Sunday, April 15, 2007

Experience and Experiences

It’s very hard to let go of experience. The more experience you gain the harder it is to accept something new… and why should you? After all, experience is what you’ve experienced. Why would you change your idea about something just because everyone says that it’s the right approach and it makes sense logically! It only sounds good but you’ve never seen it done before and you deduce that in practical circumstances it will fail, based on your experience.

The older you grow the more set in your ways you become. The problem is that sometimes experiences trick us. Experiences are really, what we see and what we feel and most of what we observe, but experience itself is virtual.

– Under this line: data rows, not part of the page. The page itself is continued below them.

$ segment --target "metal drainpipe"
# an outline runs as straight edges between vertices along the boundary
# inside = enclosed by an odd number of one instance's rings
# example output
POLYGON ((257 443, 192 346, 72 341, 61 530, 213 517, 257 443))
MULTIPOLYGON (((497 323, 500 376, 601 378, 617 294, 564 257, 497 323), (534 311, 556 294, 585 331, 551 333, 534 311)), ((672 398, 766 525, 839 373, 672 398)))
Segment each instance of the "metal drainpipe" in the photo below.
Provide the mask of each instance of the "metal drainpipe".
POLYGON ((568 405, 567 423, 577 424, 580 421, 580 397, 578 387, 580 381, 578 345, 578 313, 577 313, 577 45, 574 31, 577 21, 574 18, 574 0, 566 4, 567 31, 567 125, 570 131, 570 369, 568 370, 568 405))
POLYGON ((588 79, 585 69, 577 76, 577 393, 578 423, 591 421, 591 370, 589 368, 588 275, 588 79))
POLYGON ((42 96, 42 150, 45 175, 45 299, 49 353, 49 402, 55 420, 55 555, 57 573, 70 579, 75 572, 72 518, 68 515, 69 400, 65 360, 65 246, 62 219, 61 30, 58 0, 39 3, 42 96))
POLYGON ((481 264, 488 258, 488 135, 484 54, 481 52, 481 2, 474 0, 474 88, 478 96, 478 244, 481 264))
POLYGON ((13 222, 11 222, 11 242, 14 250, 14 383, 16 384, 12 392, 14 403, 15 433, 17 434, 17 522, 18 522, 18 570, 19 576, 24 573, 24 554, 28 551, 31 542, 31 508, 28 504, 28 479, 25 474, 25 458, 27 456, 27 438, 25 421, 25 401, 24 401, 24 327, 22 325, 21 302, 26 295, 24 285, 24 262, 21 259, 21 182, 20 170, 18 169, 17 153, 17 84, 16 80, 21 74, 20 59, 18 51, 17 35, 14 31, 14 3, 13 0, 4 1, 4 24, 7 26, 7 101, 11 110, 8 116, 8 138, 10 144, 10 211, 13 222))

The lessons learnt are not necessarily the best, we’re very sure of what we’ve seen and that clouds our vision. What I’m trying to say is that sometimes our experiences are locked in to our own actions. We get the same results from the same actions and that’s why we know for sure what to expect.

We are tricked by the consistency of our actions. When new ideas of different attitudes come up, we never think of how rigid our actions were, we think of how rigid the results were. We stop listening, not because we’ve tried all attitudes and saw the same results but because we’ve seen the same results period.

Experience is very hard to let go of. Experience is time. Experience is observation. Experience is a set of feelings. Experience is an essence for some.

The trouble is that it’s a bag we carry that weighs us down sometimes. On some occasions we find something in there that we can use well, but at other times we have to take out the old and put in the new. It is only when experiences are carved in stone that they have an adverse effect.

People are distanced by their experiences. Those experiences that never allow for a change of attitude or tolerance for a different outcome; those are what distance people.

4 comments:

Carmen said...

My parents seemed to be much more open-minded when they were younger. It seems that the more experience they gained, the less tolerant they became. It's the smart person who learns from experience, but is still willing to experience other views.

Wael Eskandar said...

I personally find it scary that I just might end up not being a smart person.

Alluring said...

We don't necessarily have to be smart, it's wise that we should hope for.

Wael Eskandar said...

Alluring, I absolutely agree, very often we mistake intelligence for wisdom. In fact most values we hold on to have little to do with intelligence.